Tegen de stroom in
In Paardeweide vormt de vistrap een verbinding tussen de Schelde en een rietatol van 30 hectare aan de oostkant van het overstromingsgebied. Bij eb kunnen vissen vanuit de Schelde tegen de stroom de trap op zwemmen. In de vistrap komen de vissen vast te zitten in de verschillende ‘trappen’ of bassins. Bij vloed stroomt er een beperkte hoeveelheid Scheldewater via een andere sluis binnen. Eens het water hoog genoeg staat, stijgt het boven de vistrappen uit en kunnen de vissen vanuit de bassins hogerop zwemmen, richting rietatol.
Giebels en garnalen
De vispassages van de Kalkense Meersen zijn populair bij een bonte verzameling vissen.
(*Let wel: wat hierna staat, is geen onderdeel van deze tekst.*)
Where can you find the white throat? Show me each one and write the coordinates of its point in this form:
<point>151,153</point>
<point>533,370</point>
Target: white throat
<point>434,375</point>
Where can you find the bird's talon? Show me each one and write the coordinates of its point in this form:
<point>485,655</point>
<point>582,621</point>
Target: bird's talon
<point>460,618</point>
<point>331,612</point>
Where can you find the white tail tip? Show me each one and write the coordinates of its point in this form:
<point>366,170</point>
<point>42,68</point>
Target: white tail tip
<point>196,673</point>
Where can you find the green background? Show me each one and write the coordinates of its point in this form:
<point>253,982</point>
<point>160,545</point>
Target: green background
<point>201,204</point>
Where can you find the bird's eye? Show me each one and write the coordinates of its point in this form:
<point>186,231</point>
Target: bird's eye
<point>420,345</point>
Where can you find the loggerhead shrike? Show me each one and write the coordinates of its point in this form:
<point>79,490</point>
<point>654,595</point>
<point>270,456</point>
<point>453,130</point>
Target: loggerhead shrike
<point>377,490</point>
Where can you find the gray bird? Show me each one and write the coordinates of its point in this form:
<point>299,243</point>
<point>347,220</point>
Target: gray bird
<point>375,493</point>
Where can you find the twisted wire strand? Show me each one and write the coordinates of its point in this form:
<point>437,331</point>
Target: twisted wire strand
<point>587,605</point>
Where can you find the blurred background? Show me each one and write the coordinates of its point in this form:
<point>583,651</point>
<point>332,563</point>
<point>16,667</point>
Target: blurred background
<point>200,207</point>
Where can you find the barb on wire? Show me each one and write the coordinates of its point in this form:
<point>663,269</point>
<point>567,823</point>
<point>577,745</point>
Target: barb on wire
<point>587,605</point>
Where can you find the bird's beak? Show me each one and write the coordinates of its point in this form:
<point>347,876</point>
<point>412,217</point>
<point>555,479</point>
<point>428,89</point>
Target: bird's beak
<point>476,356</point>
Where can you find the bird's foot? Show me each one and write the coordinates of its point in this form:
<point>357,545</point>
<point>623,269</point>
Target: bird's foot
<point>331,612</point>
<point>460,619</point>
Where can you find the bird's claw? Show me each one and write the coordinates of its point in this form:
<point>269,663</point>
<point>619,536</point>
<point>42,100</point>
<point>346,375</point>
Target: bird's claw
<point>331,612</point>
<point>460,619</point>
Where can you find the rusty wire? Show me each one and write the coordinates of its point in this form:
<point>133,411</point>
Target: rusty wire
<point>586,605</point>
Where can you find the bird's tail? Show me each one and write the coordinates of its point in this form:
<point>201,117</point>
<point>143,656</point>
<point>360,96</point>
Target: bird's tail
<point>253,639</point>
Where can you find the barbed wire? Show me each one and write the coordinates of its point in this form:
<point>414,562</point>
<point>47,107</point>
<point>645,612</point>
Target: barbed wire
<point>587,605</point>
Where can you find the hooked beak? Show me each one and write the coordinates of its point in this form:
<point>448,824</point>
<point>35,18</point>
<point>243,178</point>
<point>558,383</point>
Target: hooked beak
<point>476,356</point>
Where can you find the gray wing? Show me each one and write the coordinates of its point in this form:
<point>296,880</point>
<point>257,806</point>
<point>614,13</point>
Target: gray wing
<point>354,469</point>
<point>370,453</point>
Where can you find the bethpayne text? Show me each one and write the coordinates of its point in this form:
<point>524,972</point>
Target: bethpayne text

Dankzij de twee knappe staaltjes waterbouwkunde vinden steeds meer (soorten) vissen hun weg naar de meersengebieden, waar ze voedsel vinden en een plek om te paaien. Duiken geregeld op: bot, paling, blankvoorn, giebel, snoekbaars, baars, winde, spiering, fint en kolblei. Ook enkele garnalensoorten hebben de oversteek gemaakt vanuit de Schelde. “Sinds de vistrap in werking is – juni 2014 – maken we uit proefvangsten op dat het visbestand stelselmatig uitbreidt. In de Kalkense Meersen hebben we er bewust voor gekozen om geen vissen uit te zetten, wel om de vissen op eigen kracht te laten migreren. En die aanpak werpt vruchten af”, zegt Dominiek Decleyre van het Agentschap voor Natuur en Bos.